(Reuters) – U.S. stock index futures dropped on Friday after a much stronger-than-expected employment report signaled that the labor market remains robust, dimming hopes of a September start to policy easing by the Federal Reserve.
The Labor Department’s report showed Nonfarm Payrolls rose by 272,000 jobs in May, against expectations of an increase of 185,000. Average hourly earnings rose 0.4% on a monthly basis, compared to an expectation of 0.3% growth.
Interest rate traders slashed bets on a September rate reduction, now seeing a roughly 56% chance, versus 68% before the data, according to the CME’s FedWatch tool
“It’s the type of report that’s not going to cause the Fed to want to change the course that it has been on, which is to describe the need for higher interest rates and the potential for strong job creation to keep upward pressure on inflation,” said Brian Nick, senior investment strategist at The Macro Institute.
However, the unemployment rate rose to 4% versus an expected 3.9%. Nonfarm Payroll numbers for April and March were also revised lower.
“The fact that you have these two figures, saying such different things, makes it very hard for investors and even harder for central bankers to know exactly what’s going on,” Nick said.
Rate-sensitive megacap technology stocks fell in premarket trading, on track to extend losses from Thursday’s session, with shares of Apple (NASDAQ:AAPL), Microsoft (NASDAQ:MSFT) and Meta Platforms (NASDAQ:META) down between 0.3% and 0.5%.
Markets have struggled to anticipate the Fed’s moves this year, as persistently strong economic data quickly dissipated expectations for rate reductions to begin as early as March.
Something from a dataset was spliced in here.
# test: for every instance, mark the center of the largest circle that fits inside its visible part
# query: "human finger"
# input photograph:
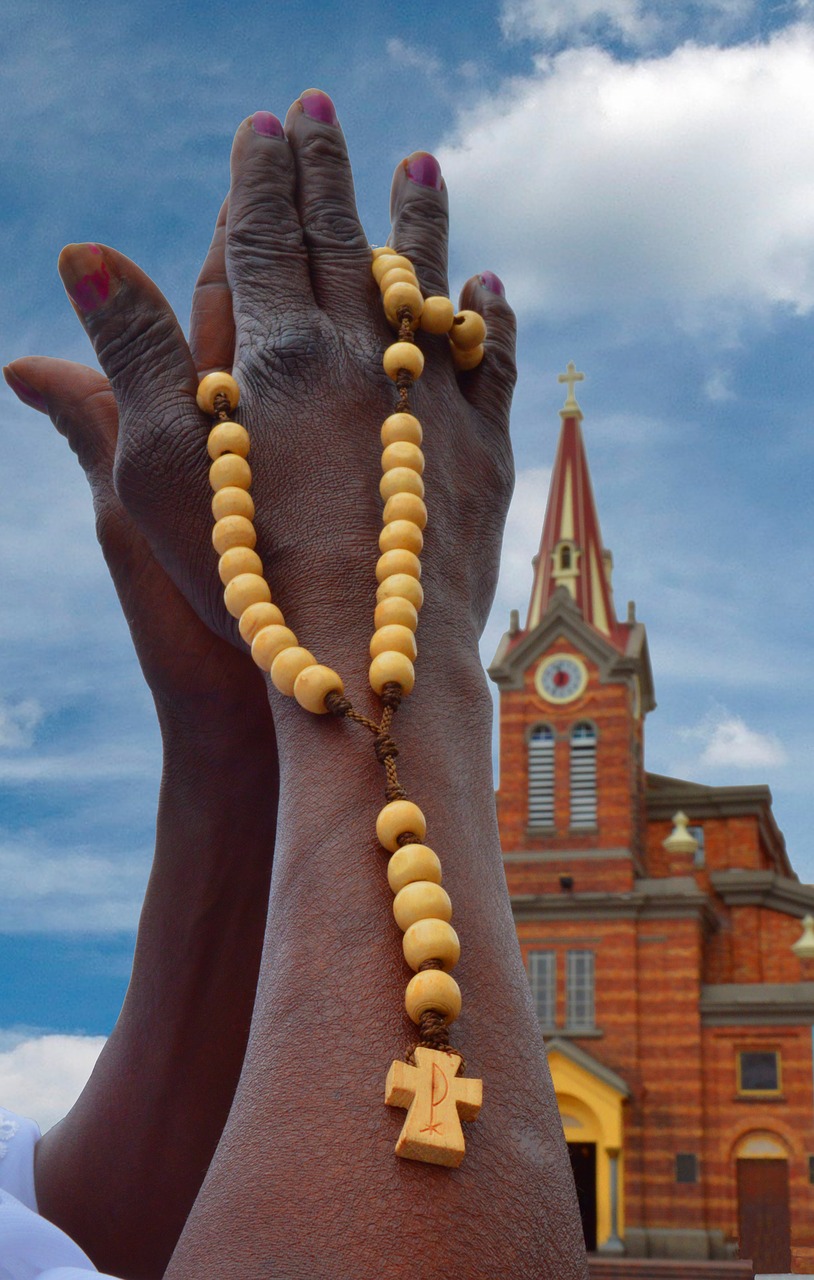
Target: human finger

Friday’s numbers pointed to underlying strength in the U.S. labor market, offsetting a string of data over the past two weeks that indicated potential weakness and caused investors to increase bets on a September rate cut.
Fresh inflation data is due next week, just before the Fed ends its two-day policy meeting on June 12. The central bank is expected to hold rates steady.
Among individual names, GameStop (NYSE:GME) dropped 21.6% after announcing a potential stock offering and a drop in quarterly sales. The retailer’s shares had initially surged after stock influencer “Roaring Kitty” looked set to mark his return to YouTube.
Other so-called meme stocks reversed gains, with AMC Entertainment (NYSE:AMC) and Koss Corp down 10.5% and 16.7%, respectively. Retail-focused trading platform Robinhood (NASDAQ:HOOD) gained 2.7%.
At 8:46 a.m. ET, Dow e-minis were down 217 points, or 0.56%, S&P 500 e-minis were down 32.75 points, or 0.61%, and Nasdaq 100 e-minis were down 106.5 points, or 0.56%.
Meanwhile, AI darling Nvidia (NASDAQ:NVDA) slipped 2.2%, on track to extend the previous session’s losses with its valuation dipping below the $3 trillion mark, behind that of Apple, again making it the world’s third most-valuable company.
The chipmaker’s highly anticipated 10-for-1 share split is due after markets close, which could make the more-than-$1,000 stock cheaper for investors.
Lyft (NASDAQ:LYFT) shares rose 2.3% following a forecast of 15% annual growth in its gross bookings through 2027 after markets closed on Thursday.